Mais ce n’est pas ici le même genre d’affaire : tout d’abord le documentaire Fyre, s’il est intéressant et singulier, manque un petit peu (en comparaison, certes injuste, avec Lost in la Mancha) de virtuosité narrative, la faute peut-être aux intervenants et collaborateurs du Fyre Festival qui, se sentant en partie responsables du désastre, n’éprouvent pas en tout point le besoin d’en exalter le récit, ce qui, sans l’appui d’un montage plus nerveux, plus incarné, freine un peu la progression.
Ensuite la fable projetée n’a rien de particulièrement appétissante, et dans cette période de forte tension sociale on pourrait même la trouver assez écœurante. Finalement, le spectateur trouve plus son compte à se positionner comme le firent alors les jaloux exclus de la fête, sur les réseaux sociaux, comme une foule sadique assemblée devant le pilori, attendant l’inévitable issue. Pas très confortable moralement. On n’en veut finalement pas tant à ce pauvre garçon d’être un produit dégénéré supérieur qu’au système qui l’a généré et avec lui chaque jour des milliers d’autres. Ce système englobe tout et tout le monde, jusqu’aux victimes et « complices » involontaires de cette arnaque. C’est le paradoxe du Dieu-gourou : sans fidèles, pas d’idole. Que serait le Don sans Sancho Panza ?

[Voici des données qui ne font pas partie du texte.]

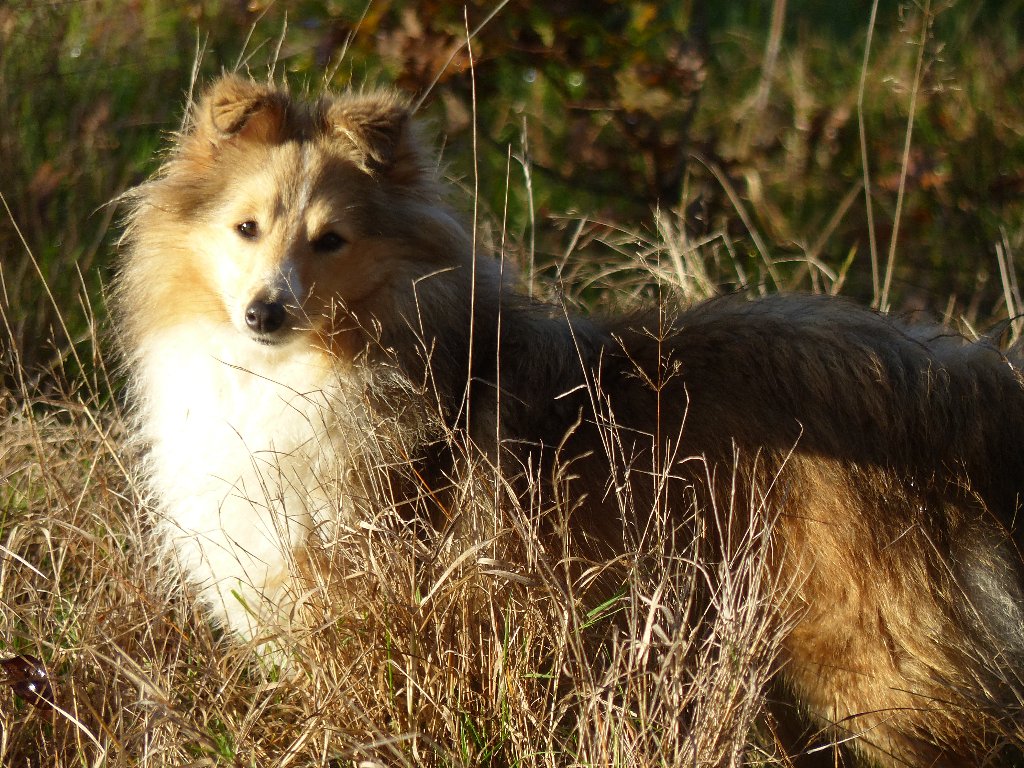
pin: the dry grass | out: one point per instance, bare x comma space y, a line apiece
461, 649
463, 646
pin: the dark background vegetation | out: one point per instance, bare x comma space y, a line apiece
731, 118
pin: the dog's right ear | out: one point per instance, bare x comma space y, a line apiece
236, 108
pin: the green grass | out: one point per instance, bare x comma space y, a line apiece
493, 672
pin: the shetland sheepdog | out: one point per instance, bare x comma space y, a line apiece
298, 305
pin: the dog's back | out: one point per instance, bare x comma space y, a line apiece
333, 290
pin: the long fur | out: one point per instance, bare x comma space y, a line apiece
890, 456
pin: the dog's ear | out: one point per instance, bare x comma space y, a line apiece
238, 108
375, 130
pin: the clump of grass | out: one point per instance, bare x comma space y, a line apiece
469, 648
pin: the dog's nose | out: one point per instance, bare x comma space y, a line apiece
264, 316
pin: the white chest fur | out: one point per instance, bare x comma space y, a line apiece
248, 450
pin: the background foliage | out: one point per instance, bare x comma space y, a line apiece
571, 121
602, 146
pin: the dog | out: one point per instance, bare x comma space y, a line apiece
297, 304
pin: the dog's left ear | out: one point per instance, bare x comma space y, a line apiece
375, 129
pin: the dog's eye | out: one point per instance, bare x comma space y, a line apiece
328, 242
248, 229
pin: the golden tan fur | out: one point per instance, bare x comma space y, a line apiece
891, 456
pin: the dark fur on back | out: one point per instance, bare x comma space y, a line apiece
886, 458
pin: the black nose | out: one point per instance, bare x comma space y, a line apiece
265, 316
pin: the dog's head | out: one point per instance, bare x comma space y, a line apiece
293, 219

On pourrait même pousser le raisonnement jusqu’à considérer ce drame bourgeois comme une parabole, et son héros tragique comme une allégorie de la crise, du déraillement, de l’hybris néolibérale. Chez Gilliam, une lutte de l’imaginaire contre le système établi. Chez Smith, une lutte du système contre le réel de la condition du monde.

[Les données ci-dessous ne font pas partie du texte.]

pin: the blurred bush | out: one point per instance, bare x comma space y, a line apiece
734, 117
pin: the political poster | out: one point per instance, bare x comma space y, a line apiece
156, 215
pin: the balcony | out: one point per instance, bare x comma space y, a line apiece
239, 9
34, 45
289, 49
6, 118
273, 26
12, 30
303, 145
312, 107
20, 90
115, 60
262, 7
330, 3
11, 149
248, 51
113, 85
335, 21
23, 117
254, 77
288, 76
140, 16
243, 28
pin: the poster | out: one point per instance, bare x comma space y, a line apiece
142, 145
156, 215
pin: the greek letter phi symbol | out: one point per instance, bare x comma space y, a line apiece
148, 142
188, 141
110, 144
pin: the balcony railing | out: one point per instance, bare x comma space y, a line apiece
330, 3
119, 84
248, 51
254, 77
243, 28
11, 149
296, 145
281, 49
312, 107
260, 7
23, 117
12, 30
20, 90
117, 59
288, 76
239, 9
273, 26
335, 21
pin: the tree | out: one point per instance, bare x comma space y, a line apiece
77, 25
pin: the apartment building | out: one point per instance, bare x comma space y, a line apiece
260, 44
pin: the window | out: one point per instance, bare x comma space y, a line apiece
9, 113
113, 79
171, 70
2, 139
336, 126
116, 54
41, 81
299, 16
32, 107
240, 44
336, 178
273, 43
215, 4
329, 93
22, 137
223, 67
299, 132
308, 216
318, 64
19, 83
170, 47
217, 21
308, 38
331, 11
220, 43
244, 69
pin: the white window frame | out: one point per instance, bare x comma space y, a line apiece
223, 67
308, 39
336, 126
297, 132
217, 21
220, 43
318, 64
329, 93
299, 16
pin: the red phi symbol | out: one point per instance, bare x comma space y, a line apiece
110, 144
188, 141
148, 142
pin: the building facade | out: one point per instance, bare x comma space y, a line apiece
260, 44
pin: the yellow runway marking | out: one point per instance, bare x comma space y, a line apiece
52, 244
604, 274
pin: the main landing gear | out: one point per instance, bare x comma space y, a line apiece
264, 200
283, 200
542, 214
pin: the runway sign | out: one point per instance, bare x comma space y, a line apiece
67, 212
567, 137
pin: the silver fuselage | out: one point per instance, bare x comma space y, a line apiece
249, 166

Finalement, cette allégorie a tout du phénix aux flammes d’enfer sur terre : sans répit, il renaît de ses cendres, semant ça et là les graines de sa folie à venir.

On donne des jouets beaucoup trop sophistiqués, beaucoup trop dangereux, à des individus qui dès lors qu’ils manipulent des grands chiffres et des grands fantasmes, à l’instar des traders, perdent toute notion du réel et en viennent à vivre dans un monde de leur invention, dans lequel les causes n’ont pas de conséquences, où la fin justifie les moyens, et où, quand le système prend l’eau, on s’échappe en hélicoptère ou en jet, on se dématérialise, on s’évanouit dans la nature, laissant apparaître par substitution celle, hideuse, du capital.

Fyre, le meilleur festival qui n’a jamais eu lieu de Chris Smith (EU, 2019, 97 min), sur Netflix depuis le 30 janvier 2019.